Acontece que em Portugal, o modelo dominante é o da indexação do custo pela gestão de RU na fatura da água, não refletindo nem o custo verdadeiro pela prestação dos serviços de gestão e tratamento dos RU, nem permitindo a necessária alteração do comportamento da população.
Em nosso entendimento, um dos motivos que contribui para a falta de envolvimento da população em proceder de forma regular à separação e correto encaminhamento dos RU produzidos, decorre do facto de o custo da gestão dos RU não refletir nem o seu custo real nem um custo justo, na medida em que sendo igual para todos não reflete o maior ou menor contributo quer na produção de RU quer na sua correta separação e encaminhamento.

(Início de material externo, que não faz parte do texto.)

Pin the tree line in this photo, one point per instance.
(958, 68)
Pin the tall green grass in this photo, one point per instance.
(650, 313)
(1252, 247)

Outra questão ainda relacionada de certa forma com o sistema tarifário prende-se com a taxa de gestão de resíduos (TGR). Esta encontra-se integrada na estrutura tarifária, na medida em que o montante correspondente à repercussão do encargo suportado pela entidade gestora relativo à TGR é refletido no valor final a suportar pelos municípios pela prestação dos serviços prestados pelos SGRU.
Ora, a TGR foi criada com o propósito fundamentalmente de desincentivar a utilização de métodos de gestão de RU mais poluentes, agravando o seu valor quando a escolha recaia sobre meios mais poluentes e mais nocivos para o ambiente, como por exemplo o depósito em aterro.
Acontece que, face ao atual contexto pandémico com as repercussões económicas e sociais de profunda crise, sendo o seu custo suportado pelos municípios e pelos cidadãos, dificilmente nos parece adequado o momento escolhido para estabelecer o seu aumento para o dobro.
Reconhecendo-se a importância deste instrumento, parece-nos extremamente gravoso o momento escolhido para o seu aumento que a não ser acompanhado de outras medidas que permitam dar condições ao setor para melhorar o seu desempenho, não trarão qualquer alteração a não ser o agravamento das condições dos municípios que se multiplicam em esforços para prestar apoio social e económico junto das populações.
Acresce que para além da TGR existe a taxa de gestão de resíduos adicional e não repercutível, (TGR-NR). Esta taxa, que recai sobre os SGRU foi calculada em função do desvio às metas para o ano 2020 constantes do Plano Estratégico de Gestão de Resíduos Urbanos (PERSU 2020) e às metas intercalares que foram definidas para os anos 2016 e 2018.
Acontece que sempre que os SGRU não dominarem, mesmo por motivos a que sejam alheios, as variáveis para atingir os resultados esperados, este instrumento não deixa de ser aplicado, traduzindo-se num verdadeiro imposto, injusto, com uma verdadeira natureza sancionatória.
O problema é que, nos últimos anos, se verificou um conjunto de circunstâncias alheias ao setor que não permitiu a existência de condições para o cumprimento das metas, a saber:
- A suspensão dos apoios do POSEUR durante quase dois anos;
- A ausência de um modelo mobilizador da população, traduzindo-se na fraca adesão na separação adequada de RU;
- A instabilidade e complexidade do modelo aplicável ao fluxo de resíduos de embalagens que tem um peso muito significativo.
Ainda assim, a TGR-NR foi aplicada aos SGRU, o que representou um impacto significativo nas suas contas e na proteção e confiança do sistema, e que a aplicar-se relativamente ao ano de 2020, marcado por uma crise profunda a todos os níveis, trará consequências gravíssimas para a sustentabilidade do setor.
Esta matéria pela importância e gravidade que pode assumir, face às circunstâncias excecionais que vivemos, carece de uma séria ponderação e justifica, a nosso ver, a adoção de medidas excecionais, bem como uma há muito anunciada revisão, que continua por concretizar.
No artigo da próxima semana, vamos abordar as demais formas de financiamento do Setor, desenhando, assim, um quadro completo das questões que preocupam os SGRU e com as quais lidam todos os dias, procurando nunca falhar no seu desígnio de garantir um serviço público essencial à vida em Sociedade.